Transferring Word docs to FP

T

Terry Pinnell

Quite a lot of my client's input is in the form of nicely-formatted
Word documents, with tables etc. I had the devil's job with the first
of these I worked on a few months ago, after first using Word's
File|Save As|HTM. The resultant code had a lot of very strange stuff
in it. This time I reckon I'll save as text and then piece it together
in FP via the clipboard.

What approach do more experienced FP users take please?
 
J

Jim Buyens

I usually copy from Word, paste to Notepad, copy from
Notepad, and paste to FrontPage.

You might also want to try pasting directly from Word,
and then click the Paste Options button and choose either
Use Destination Styles or Keep Text Only. (The Paste
Options button is the little doohickey that appears near
the lower right corner of something you've just pasted.)

FP2003 has some special features for removing extraneous
HTML that Word puts in. If you can upgrade, that's worth
a try.

You might also want to try the SuperRemoveFormatting
macro downloadable from
http://www.interlacken.com/fp2002/newgizmos/default.htm.

Jim Buyens
Microsoft FrontPage MVP
http://www.interlacken.com
Author of:
*========----------
|\=========------------
|| Microsoft Office FrontPage 2003 Inside Out
|| Microsoft FrontPage Version 2002 Inside Out
|| Web Database Development Step by Step .NET Edition
|| Troubleshooting Microsoft FrontPage 2002
|| Faster Smarter Beginning Programming
|| (All from Microsoft Press)
|/=========------------
*========----------
 
A

ai429

This is a great question. I just posted a similar problem
moments ago. In my situation, not only did Word create
alien code in my Web page, it restructured the directories
in my FrontPage site by creating a folder called
[site]_files, added XML files, and then it deleted my
images folder and all it's contents. That's right!

Unless someone has a better solution to your and my
problem, I might suggest you have Word save the file as
html and then use Macromedia DreamweaverMX to clean up the
mess.

Regards
 
J

JL Amerson

I'm not a "more experienced" user but I'd have saved the file as a .pdf and
posted that. Two steps and it's a done deal.
 
T

Terry Pinnell

Jim Buyens said:
I usually copy from Word, paste to Notepad, copy from
Notepad, and paste to FrontPage.

Thanks a lot, appreciate the help Jim. That's what I'm trying to do
right now. Please see my post (minutes before seeing this) asking why
it doesn't work the way I expect. IOW, why do paragraph marks show up
in FP 2000 as 'soft returns', not paragraph breaks? Makes BIG
diffrence to degree of editing needed...
You might also want to try pasting directly from Word,
and then click the Paste Options button and choose either
Use Destination Styles or Keep Text Only. (The Paste
Options button is the little doohickey that appears near
the lower right corner of something you've just pasted.)

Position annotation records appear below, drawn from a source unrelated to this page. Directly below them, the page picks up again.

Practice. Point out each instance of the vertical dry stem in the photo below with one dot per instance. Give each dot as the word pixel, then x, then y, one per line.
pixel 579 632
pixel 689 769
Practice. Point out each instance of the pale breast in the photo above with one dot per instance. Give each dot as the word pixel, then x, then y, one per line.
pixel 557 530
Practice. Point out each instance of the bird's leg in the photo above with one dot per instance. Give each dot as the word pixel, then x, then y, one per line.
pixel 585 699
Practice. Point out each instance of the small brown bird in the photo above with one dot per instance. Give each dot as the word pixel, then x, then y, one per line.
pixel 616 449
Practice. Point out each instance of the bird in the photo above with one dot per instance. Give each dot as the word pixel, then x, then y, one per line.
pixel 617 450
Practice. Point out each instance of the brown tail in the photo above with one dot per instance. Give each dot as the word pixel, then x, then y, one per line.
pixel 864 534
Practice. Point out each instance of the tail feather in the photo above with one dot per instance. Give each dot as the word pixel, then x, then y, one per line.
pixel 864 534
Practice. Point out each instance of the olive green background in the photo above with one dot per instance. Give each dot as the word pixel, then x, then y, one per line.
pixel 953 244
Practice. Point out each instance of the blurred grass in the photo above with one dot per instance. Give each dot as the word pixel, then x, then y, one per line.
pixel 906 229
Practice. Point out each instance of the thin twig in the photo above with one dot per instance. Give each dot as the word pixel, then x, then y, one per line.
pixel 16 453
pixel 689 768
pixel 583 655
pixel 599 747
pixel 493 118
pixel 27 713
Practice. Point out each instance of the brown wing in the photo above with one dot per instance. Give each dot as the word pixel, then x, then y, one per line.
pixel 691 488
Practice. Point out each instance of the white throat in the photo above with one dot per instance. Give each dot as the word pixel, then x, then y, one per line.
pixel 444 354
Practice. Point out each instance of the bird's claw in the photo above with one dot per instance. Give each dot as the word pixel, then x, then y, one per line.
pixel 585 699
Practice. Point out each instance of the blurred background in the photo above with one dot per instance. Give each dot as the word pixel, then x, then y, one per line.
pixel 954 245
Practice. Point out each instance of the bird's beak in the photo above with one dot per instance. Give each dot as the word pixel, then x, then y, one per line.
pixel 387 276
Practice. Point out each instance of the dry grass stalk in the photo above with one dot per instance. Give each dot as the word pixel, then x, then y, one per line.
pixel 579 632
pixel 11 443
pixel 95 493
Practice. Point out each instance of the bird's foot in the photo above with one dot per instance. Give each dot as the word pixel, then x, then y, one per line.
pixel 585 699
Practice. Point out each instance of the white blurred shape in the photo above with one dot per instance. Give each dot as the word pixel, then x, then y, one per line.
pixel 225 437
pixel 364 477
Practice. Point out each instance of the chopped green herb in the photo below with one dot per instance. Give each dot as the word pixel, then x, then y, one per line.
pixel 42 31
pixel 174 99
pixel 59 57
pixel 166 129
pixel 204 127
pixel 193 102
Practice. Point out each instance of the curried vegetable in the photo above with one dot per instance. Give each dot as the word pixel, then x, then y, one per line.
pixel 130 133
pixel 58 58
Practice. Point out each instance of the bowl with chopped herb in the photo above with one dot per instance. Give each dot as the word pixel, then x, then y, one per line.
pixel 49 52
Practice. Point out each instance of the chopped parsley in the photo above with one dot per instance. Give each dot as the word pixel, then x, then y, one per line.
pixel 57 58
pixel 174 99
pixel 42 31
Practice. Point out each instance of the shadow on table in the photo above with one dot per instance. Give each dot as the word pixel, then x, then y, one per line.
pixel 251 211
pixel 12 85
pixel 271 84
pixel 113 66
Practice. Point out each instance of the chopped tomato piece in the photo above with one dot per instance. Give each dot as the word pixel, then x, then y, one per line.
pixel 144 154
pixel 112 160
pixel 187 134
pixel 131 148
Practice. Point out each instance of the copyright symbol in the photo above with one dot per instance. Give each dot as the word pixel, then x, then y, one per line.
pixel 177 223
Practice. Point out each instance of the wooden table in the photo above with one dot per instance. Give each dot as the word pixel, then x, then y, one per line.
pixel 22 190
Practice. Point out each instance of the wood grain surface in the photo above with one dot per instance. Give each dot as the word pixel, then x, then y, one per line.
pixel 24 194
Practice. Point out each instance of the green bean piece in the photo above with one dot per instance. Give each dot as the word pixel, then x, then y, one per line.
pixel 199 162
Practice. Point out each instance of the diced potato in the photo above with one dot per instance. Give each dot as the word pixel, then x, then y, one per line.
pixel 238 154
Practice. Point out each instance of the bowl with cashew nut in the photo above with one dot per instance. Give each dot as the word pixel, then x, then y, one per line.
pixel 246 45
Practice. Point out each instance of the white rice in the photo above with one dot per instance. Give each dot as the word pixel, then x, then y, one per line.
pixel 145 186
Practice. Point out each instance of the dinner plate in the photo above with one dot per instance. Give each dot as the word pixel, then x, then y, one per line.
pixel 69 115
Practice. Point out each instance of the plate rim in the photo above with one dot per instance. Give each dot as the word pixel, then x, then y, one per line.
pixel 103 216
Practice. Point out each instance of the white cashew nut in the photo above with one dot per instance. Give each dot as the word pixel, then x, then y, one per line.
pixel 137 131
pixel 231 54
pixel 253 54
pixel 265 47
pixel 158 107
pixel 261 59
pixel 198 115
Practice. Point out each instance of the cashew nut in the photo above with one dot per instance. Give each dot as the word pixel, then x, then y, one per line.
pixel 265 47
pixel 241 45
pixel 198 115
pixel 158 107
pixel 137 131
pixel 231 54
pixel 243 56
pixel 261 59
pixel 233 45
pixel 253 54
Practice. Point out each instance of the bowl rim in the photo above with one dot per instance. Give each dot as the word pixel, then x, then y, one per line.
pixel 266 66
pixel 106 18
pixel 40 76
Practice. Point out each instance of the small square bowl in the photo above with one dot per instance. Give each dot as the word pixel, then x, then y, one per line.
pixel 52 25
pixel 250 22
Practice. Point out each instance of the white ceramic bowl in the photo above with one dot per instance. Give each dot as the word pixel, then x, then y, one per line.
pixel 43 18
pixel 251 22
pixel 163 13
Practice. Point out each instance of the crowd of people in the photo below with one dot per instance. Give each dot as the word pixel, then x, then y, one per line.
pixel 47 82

That's a revelation - but I can't find anything like that! Can you
spell it out please? Here, I copy a piece of text in Word 2000, go to
FP 2000, position my cursor, Ctrl+v to paste it. And I just get the
text (complete with wrong sort of para marks). No sign of any 'paste
options doohickey. The only options I get are if, instead of usingthe
plain Paste command, I use Paste Special, which brings up a window
'Conver Text' with 5 options. But none of those get me the para marks.
FP2003 has some special features for removing extraneous
HTML that Word puts in. If you can upgrade, that's worth
a try.

You might also want to try the SuperRemoveFormatting
macro downloadable from
http://www.interlacken.com/fp2002/newgizmos/default.htm.

Will take a look. But for now would like to get a grip on copy/paste
 
T

Terry Pinnell

JL Amerson said:
I'm not a "more experienced" user but I'd have saved the file as a .pdf and
posted that. Two steps and it's a done deal.

PDF? What version of Word allows that? No PDF in Save As drop-down
here in Word 2000 (from Office Professional Suite 2000). News to me
it's now possible at all - I thought Adobe had that wrapped up tight!
 
T

Terry Pinnell

ai429 said:
This is a great question. I just posted a similar problem
moments ago. In my situation, not only did Word create
alien code in my Web page, it restructured the directories
in my FrontPage site by creating a folder called
[site]_files, added XML files, and then it deleted my
images folder and all it's contents. That's right!

Unless someone has a better solution to your and my
problem, I might suggest you have Word save the file as
html and then use Macromedia DreamweaverMX to clean up the
mess.

Thanks. Don't have Macromedia DreamweaverMX. But did use a clean up
utility last time, with limited success. So immediate goals are
finding ways to:

1. Paste text so para marks stay as para marks, not those soft return
things you get with Shift+Enter.

2. Paste cell contents from Word table to FP table effectively, i.e.
not one cell at a time.
 
S

Stefan B Rusynko

There are many PDF generators that work w/ Office - like Win2PDF

--




|
| >I'm not a "more experienced" user but I'd have saved the file as a .pdf and
| >posted that. Two steps and it's a done deal.
|
| PDF? What version of Word allows that? No PDF in Save As drop-down
| here in Word 2000 (from Office Professional Suite 2000). News to me
| it's now possible at all - I thought Adobe had that wrapped up tight!
|
| --
| Terry, West Sussex, UK
|
 
B

Brett...

Terry said:
PDF? What version of Word allows that? No PDF in Save As drop-down
here in Word 2000 (from Office Professional Suite 2000). News to me
it's now possible at all - I thought Adobe had that wrapped up tight!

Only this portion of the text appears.